El Salón de la Crítica está de regreso, el crítico José Antonio Valdés eligió esta crítica de ‘El rey de la comedia’ de la edición de Octubre de 2019 y ahora la compartimos con ustedes.
Por: Estefanía Ocampo Pérez @EstefiOp
Aproximarse a escribir sobre El rey de la comedia (Martin Scorsese, 1982) comparándola con otra película es muy injusto, pero la popularidad de la reciente Guasón (Todd Phillips, 2019) y la fuerte influencia de la primera sobre la segunda, permiten establecer elementos en común entre ambas. Uno de ellos, es el tránsito constante que sufren sus protagonistas, Rupert Pupkin y Arthur Fleck, entre la realidad y sus fantasías, un tránsito sin límites que deriva del deseo de ambos personajes, que a pesar de ser similares, tienen motivaciones diferentes.
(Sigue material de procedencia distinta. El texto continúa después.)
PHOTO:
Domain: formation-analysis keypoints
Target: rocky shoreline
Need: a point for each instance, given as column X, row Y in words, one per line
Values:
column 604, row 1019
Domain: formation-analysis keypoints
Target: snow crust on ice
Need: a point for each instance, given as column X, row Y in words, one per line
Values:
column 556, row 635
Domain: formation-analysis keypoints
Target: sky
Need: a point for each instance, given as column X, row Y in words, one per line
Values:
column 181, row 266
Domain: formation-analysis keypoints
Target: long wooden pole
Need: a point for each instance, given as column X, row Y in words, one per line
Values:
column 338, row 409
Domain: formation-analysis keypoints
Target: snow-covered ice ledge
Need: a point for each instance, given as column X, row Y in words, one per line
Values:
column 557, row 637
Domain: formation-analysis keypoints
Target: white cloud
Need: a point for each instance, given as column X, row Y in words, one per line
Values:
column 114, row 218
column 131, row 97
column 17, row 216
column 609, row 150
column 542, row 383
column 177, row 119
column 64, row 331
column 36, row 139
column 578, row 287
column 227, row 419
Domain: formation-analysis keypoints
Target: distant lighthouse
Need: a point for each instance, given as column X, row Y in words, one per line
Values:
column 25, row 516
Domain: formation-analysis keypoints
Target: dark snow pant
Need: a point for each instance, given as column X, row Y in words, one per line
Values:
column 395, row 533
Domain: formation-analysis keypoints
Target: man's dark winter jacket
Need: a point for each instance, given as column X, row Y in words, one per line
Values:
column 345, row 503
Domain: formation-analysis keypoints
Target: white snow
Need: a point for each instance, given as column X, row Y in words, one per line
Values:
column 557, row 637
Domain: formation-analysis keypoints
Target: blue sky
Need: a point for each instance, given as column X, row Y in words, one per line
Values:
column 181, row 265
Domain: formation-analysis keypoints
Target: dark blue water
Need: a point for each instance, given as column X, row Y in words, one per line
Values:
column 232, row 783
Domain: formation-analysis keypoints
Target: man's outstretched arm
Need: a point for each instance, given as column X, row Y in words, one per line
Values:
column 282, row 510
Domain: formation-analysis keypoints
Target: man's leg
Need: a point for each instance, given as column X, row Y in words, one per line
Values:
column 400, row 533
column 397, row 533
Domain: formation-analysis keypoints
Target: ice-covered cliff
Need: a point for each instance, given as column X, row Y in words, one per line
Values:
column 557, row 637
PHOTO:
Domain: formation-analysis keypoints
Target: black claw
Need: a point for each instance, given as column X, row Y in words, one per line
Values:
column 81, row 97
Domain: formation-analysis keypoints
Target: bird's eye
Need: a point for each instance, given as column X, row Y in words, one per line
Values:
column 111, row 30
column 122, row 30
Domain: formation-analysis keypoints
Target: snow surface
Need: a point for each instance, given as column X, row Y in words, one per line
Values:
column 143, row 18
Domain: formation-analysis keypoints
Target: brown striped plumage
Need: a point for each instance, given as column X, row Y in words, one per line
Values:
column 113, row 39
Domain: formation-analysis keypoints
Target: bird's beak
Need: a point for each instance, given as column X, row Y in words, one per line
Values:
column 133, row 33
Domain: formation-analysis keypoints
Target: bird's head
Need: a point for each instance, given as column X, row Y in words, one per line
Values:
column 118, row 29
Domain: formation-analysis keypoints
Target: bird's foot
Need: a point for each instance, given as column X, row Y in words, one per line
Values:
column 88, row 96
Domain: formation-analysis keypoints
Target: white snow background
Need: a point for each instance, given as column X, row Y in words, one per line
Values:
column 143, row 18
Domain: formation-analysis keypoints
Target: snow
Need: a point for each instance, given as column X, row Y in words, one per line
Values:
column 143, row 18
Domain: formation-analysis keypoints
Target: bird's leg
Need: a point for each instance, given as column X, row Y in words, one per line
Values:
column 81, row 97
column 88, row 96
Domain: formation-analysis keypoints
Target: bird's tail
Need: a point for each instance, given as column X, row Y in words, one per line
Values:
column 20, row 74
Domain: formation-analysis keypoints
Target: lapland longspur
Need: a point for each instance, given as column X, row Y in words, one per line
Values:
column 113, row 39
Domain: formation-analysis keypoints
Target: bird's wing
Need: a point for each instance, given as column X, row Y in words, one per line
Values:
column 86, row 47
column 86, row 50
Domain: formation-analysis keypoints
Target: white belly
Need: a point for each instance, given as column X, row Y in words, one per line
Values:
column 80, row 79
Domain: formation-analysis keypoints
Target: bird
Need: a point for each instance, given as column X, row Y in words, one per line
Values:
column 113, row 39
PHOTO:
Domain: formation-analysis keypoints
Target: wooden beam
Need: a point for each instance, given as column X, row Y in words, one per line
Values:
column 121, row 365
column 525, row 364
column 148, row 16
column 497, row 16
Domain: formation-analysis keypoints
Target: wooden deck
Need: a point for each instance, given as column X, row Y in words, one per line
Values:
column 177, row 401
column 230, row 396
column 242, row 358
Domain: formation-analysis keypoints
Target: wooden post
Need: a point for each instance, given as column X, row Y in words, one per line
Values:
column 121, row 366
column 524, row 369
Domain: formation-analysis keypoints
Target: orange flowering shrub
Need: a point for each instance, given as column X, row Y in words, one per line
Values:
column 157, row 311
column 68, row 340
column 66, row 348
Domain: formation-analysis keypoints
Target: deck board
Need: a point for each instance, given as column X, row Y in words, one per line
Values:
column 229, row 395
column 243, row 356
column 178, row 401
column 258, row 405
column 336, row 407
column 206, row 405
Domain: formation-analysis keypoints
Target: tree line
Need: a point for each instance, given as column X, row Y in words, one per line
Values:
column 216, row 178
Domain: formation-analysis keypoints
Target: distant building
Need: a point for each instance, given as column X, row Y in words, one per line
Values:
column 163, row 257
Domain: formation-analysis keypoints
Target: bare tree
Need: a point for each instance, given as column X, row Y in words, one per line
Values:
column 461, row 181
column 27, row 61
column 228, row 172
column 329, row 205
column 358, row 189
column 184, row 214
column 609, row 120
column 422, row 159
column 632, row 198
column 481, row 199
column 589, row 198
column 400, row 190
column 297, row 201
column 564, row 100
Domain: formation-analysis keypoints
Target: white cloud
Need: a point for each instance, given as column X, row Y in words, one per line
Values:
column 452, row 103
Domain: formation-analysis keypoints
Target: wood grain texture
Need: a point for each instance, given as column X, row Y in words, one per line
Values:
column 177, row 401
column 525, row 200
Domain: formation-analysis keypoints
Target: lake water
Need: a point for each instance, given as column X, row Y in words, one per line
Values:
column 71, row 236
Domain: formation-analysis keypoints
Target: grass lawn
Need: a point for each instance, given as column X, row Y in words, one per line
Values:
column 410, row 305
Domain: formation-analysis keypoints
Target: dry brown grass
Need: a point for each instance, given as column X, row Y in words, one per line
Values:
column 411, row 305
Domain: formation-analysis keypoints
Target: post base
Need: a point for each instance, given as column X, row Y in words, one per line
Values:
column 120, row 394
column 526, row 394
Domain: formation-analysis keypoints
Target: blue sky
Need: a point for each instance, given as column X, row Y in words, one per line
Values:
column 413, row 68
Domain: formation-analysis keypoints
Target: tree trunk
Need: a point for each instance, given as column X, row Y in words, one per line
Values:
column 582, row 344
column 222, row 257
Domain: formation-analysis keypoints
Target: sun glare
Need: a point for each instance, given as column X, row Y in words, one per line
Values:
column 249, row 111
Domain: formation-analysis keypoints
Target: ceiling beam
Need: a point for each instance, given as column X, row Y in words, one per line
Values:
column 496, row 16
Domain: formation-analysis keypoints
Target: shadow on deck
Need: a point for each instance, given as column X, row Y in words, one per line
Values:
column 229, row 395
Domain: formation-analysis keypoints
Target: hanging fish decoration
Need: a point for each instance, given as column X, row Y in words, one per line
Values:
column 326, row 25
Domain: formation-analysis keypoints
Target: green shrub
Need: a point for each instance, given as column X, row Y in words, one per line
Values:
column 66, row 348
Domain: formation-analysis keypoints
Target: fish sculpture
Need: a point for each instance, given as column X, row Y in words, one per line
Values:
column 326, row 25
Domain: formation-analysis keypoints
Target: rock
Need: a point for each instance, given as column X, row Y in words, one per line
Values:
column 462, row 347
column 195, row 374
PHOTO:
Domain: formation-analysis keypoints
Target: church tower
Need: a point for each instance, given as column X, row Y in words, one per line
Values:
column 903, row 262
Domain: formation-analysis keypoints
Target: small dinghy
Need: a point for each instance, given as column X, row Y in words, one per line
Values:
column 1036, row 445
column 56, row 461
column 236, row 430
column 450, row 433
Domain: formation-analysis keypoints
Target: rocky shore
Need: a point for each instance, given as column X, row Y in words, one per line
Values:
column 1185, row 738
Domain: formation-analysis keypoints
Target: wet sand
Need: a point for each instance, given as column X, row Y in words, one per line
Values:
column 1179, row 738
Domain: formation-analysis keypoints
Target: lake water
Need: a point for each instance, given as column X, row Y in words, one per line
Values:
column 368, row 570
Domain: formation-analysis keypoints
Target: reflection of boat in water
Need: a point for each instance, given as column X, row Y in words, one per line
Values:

Si bien en el caso de Arthur, protagonista de Guasón, sus aflicciones están perfectamente diagnosticadas y justificadas socialmente por un entorno injusto y desconsiderado, las de Pupkin realmente nunca son analizadas a fondo, y su enferma obsesión por ser un comediante en un famoso programa de televisión, nunca se justifica en algún padecimiento o en algún aspecto de su vida personal. La película, muestra a ese hombre determinado de treinta y cuatro años que decide estar listo para exigir ser la nueva estrella del programa de comedia protagonizado por Jerry Langford, un hombre que despierta un fanatismo enfermo entre sus seguidores, y que será la clave para que Pupkin pueda cumplir ese sueño para el cual ensaya una y otra vez en los sets improvisados de televisión instalados en la sala de su casa.
La creciente obsesión del personaje a lo largo de la película, su tenacidad por ser esa figura reconocida en la que tanto sueña, empiezan a quebrar la narrativa de la misma, y en algún punto uno empieza a dudar qué es real y que no en esas situaciones llevadas al extremo por un Rupert Pupkin que no se detendrá hasta haber cumplido su objetivo. Si bien en la película de Todd Phillips, Arthur Fleck de igual forma está todo el tiempo transitando entre la fantasía y la realidad, el guion, al tratarse de un personaje con una enfermedad mental diagnosticada, señala en exceso qué situaciones son producto de la imaginación de Arthur y cuales no, cosa que la estructura de El rey de la comedia no busca jamás. La edición misma de la película, los cortes tajantes entre una secuencia y otra, dejan al espectador reflexionando qué tanto es real en cada una de ellas, y la magnitud en la cual las secuencias imaginarias permean en la forma en la que Rupert Pupkin toma decisiones en el mundo real.
Las motivaciones de Rupert, a diferencia de Arthur no son esclarecidas, y la parte en la que más se aproxima la película a intentar justificar su comportamiento, es a través del monólogo autocompasivo disfrazado que al final, de manera coercitiva, logra Rupert interpretar al aire en el famoso programa de Jerry Langfold. Es ese momento, uno logra empatizar más con ese personaje patético cuya obsesión no conoce límites, cuyo mundo está completamente trastornado por el deseo de ser esa figura a la que tanto admira y envidia al mismo tiempo, cuya obsesión es injustificada y por lo tanto más intrigante.